Hi Team,
we have an tick script to alert when healthy host count value changes, it was giving incorrect data to Kapacitor.
It was querying data through availability zone instead of region. i have attached tick script query we are using.
can we have some help on this as this is critical monitoring needed for our business requirement.
Part of tick script
var whereFilter = lambda: ( isPresent(“account”) AND “account” =~ /^prd$/ AND isPresent(“target_group”) AND isPresent(“availability_zone”) AND isPresent(“region”) AND isPresent(“load_balancer”) AND isPresent(“healthy_host_count_minimum”) AND isPresent(“healthy_host_count_average”) AND “load_balancer” =~ /^.XXX-XXX-./ AND "target_group" =~ /^.*XXX-prd.*/ )
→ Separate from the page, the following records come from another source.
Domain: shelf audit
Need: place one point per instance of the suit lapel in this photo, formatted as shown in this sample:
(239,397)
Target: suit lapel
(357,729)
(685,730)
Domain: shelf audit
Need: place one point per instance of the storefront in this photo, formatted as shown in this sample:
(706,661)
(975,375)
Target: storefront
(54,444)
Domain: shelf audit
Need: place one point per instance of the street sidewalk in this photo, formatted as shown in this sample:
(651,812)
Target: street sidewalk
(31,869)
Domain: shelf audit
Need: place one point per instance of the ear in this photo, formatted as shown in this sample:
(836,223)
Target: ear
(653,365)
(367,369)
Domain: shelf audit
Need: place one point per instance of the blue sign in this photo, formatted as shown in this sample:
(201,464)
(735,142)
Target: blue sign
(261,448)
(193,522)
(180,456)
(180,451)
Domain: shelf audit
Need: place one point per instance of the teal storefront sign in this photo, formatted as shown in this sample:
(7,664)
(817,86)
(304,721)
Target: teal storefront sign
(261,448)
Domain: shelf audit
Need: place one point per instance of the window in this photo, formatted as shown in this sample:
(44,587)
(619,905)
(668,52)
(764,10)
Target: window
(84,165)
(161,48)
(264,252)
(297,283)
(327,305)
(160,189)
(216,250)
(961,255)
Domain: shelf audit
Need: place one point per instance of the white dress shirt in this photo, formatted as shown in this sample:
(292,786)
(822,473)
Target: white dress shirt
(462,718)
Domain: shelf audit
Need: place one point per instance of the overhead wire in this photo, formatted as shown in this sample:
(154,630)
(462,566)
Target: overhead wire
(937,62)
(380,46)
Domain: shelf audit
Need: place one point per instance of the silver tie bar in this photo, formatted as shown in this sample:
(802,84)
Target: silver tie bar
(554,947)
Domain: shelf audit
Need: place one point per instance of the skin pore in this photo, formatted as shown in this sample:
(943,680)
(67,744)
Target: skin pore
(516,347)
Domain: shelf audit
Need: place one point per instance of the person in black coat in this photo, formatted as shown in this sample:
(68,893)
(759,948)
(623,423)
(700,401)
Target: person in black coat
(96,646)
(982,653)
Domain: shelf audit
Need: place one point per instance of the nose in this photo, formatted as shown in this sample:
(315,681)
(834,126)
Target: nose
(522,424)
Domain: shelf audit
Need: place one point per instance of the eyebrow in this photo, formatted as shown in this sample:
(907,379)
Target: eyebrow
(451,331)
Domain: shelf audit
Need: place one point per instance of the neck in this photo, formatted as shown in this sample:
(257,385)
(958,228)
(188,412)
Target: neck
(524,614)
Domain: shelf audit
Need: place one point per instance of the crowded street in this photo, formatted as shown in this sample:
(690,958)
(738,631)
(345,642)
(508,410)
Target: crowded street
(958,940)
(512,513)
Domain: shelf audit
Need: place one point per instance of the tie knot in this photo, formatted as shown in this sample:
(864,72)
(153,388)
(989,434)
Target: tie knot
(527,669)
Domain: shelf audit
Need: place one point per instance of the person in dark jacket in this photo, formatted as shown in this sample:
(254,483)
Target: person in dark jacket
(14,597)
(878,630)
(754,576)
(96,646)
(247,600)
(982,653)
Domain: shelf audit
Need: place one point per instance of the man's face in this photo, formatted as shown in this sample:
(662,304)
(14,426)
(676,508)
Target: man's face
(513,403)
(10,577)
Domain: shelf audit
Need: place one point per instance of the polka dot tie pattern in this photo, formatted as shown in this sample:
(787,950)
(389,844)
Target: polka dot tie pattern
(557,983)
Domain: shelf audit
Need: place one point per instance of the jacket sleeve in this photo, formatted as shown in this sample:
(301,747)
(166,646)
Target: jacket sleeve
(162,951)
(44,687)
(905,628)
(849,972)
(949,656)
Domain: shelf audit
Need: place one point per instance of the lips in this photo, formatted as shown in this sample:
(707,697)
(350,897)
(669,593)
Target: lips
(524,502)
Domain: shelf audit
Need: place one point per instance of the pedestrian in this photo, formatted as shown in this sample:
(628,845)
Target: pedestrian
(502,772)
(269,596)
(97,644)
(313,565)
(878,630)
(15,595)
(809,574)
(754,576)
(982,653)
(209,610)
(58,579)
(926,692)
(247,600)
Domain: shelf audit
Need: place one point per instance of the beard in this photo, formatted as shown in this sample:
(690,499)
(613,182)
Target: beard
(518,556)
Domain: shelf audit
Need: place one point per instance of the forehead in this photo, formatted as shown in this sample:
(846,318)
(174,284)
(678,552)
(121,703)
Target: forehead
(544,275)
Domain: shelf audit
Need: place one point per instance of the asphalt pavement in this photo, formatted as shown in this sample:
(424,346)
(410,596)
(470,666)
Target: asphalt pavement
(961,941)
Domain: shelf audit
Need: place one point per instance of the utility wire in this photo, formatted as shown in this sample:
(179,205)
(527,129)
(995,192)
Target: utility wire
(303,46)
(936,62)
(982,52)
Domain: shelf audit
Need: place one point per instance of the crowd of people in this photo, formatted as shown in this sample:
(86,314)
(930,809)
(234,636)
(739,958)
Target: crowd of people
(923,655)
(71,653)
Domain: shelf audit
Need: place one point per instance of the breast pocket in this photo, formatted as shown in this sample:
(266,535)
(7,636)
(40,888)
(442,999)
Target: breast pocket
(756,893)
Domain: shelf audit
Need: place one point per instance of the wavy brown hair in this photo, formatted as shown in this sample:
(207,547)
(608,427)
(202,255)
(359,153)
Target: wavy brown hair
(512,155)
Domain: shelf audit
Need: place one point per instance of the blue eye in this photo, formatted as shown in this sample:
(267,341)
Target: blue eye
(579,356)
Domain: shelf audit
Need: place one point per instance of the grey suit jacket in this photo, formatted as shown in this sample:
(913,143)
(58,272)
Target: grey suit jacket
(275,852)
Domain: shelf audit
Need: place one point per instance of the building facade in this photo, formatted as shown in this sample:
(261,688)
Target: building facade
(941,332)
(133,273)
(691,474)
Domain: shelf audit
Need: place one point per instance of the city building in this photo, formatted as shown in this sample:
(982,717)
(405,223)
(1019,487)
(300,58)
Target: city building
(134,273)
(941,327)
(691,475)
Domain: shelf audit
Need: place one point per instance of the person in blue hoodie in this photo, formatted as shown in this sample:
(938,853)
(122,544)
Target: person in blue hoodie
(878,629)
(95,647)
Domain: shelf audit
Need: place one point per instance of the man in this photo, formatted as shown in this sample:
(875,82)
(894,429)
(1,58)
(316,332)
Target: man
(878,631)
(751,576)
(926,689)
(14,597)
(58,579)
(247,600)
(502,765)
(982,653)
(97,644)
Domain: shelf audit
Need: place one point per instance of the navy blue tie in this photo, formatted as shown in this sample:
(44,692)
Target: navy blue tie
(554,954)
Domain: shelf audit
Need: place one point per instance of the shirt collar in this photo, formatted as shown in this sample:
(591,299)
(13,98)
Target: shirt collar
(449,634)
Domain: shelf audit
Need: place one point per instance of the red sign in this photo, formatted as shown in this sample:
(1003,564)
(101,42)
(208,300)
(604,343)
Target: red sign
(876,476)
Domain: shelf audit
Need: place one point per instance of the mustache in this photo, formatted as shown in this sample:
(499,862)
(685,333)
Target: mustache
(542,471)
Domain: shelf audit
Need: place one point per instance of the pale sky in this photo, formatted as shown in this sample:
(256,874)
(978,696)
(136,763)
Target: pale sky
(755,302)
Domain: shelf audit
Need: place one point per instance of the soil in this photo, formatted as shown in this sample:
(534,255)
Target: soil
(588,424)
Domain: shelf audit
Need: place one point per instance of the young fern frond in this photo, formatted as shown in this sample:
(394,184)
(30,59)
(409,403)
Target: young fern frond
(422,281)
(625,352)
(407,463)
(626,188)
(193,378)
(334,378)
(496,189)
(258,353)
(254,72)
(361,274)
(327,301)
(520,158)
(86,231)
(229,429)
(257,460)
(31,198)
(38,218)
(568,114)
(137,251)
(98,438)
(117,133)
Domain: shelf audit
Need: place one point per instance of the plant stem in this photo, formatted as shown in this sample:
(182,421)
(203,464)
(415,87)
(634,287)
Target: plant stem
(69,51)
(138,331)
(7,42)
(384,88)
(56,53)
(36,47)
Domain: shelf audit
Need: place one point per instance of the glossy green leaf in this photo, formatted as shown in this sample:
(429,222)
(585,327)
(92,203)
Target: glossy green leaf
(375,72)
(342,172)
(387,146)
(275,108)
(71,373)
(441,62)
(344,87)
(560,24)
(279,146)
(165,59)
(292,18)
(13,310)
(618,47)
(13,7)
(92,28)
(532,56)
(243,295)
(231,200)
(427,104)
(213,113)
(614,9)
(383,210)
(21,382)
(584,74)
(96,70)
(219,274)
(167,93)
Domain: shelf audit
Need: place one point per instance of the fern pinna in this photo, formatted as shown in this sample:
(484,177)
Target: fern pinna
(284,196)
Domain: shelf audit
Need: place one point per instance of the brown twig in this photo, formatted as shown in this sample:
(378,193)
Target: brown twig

var fieldToEvaluate = lambda: “healthy_host_count_minimum”
//var warnThreshold = 2
var warnThreshold = 6
var critThreshold = 0
//var critThreshold = 3
var period = 15m
//TODO:we can change this to 5m frequency
var every = 1m
var group_By = [‘account’, ‘region’, ‘load_balancer’, ‘target_group’ ]
var db = ‘telegraf’
var rp = ‘autogen’
var idVar = name + ‘: {{ index .Tags “target_group” }}’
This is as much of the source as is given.